At the other end of the middle-name spectrum come those with more than one. An early exponent of such was John William Henry Tyler Douglas, often referred to as Johnny Will Hit Today – unless he was in Australia, where local wags cunningly altered it to Johnny Won’t Hit Today – and, more recently, we had Vangipurapu Venkata Sai Laxman, or Very Very Special as he’s more commonly known.

Other enjoyable iterations include Douglas Ernest Vernon Padgett, his surname evoking PAJ DeFreitas, who played for England with ARC Fraser, who were picked to play for England by PBH May, who played for England with DCS Compton. But none of those settled like Michael John Knight Smith, wholly known as MJK, or George Oswald Browning “Gubby” Allen – his acronymic nickname evoking the mouth with which he supported apartheid South Africa – while APE Knott offers pleasing congruence with the simian agility of his Warren Keithing.

Unsurprisingly, RGD Willis is out on his own, adding Dylan to Robert George in homage to Robert Allen Zimmerman. And it is impossible to contemplate the name Brian Charles Lara without the internal voice automatically switching to Bob’s, the full appellation a tribute to the extent of his legacy and the force of his personality; the longer it takes us to say it, the more we enjoy saying it, the more we embrace what it means.

Richie Benaud took similar joy in extolling “Dennis Keith Lillee” – who shares his K with Shane Keith Warne – and their shared initial is also maximised by John Kenneth Lever, who could not have foreseen how the JK by which he became known would later be compromised by lamentable music and even worse fashion.

Another known by his initials is Abraham Benjamin de Villiers, the simplicity of the AB reflecting the easy quality of his ludicrous brilliance. ABdeV – what a lovely little rhyme that is – captained South Africa, as did Wessel Johannes “Hansie” Cronje, one of many players known by names that are not their first.

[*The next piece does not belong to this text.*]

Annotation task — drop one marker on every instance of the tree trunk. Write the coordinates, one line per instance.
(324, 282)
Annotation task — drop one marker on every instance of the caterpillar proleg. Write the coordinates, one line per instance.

Others include Luteru Ross Poutoa Lote Taylor, Denagamage Proboth Mahela de Silva Jayawardene, Warnakulasuriya Patabendige Ushantha Joseph Chaminda Vaas, Clairemont Christopher Lewis, Balfour Patrick Patterson and Cuthbert Gordon Greenidge.

These examples not only assert cricket’s cultural richness but emphasise the horrors that spread its message – Clairemont, Balfour and Cuthbert seem to reflect empire, of colonies taking what they were left and trying to do the best with it – likewise various of their contemporaries and antecedents.

First, the world was wowed by Frank Mortimer Maglinne Worrell, Clyde Leopold Walcott and Everton DeCourcy Weekes, their deeds chronicled by Cyril Lionel Robert James, then by Clive Hubert Lloyd, Anderson Montgomery Everton Worrell Roberts, Isaac Vivian Alexander Richards, Malcolm Denzil Marshall, Sylvester Theophilus Clarke, Curtly Elconn Lynwall Ambrose and Carl Llewelyn Hooper – brilliantmen whose every aspect resounds with righteousness, justice and power.

But even in that context, Garfield St Aubrun Sobers stands alone, his unique name full of gorgeous sibilance, alliteration and evocation, fully in keeping with a player who bowled in three different styles, was the first to hit six sixes in an over and who, as a boy, removed the extra finger he had on each hand “with the aid of a catgut and a sharp knife”. As far as the Spin understands, none of these achievements has ever been accomplished by any plain old Joe Bloggs.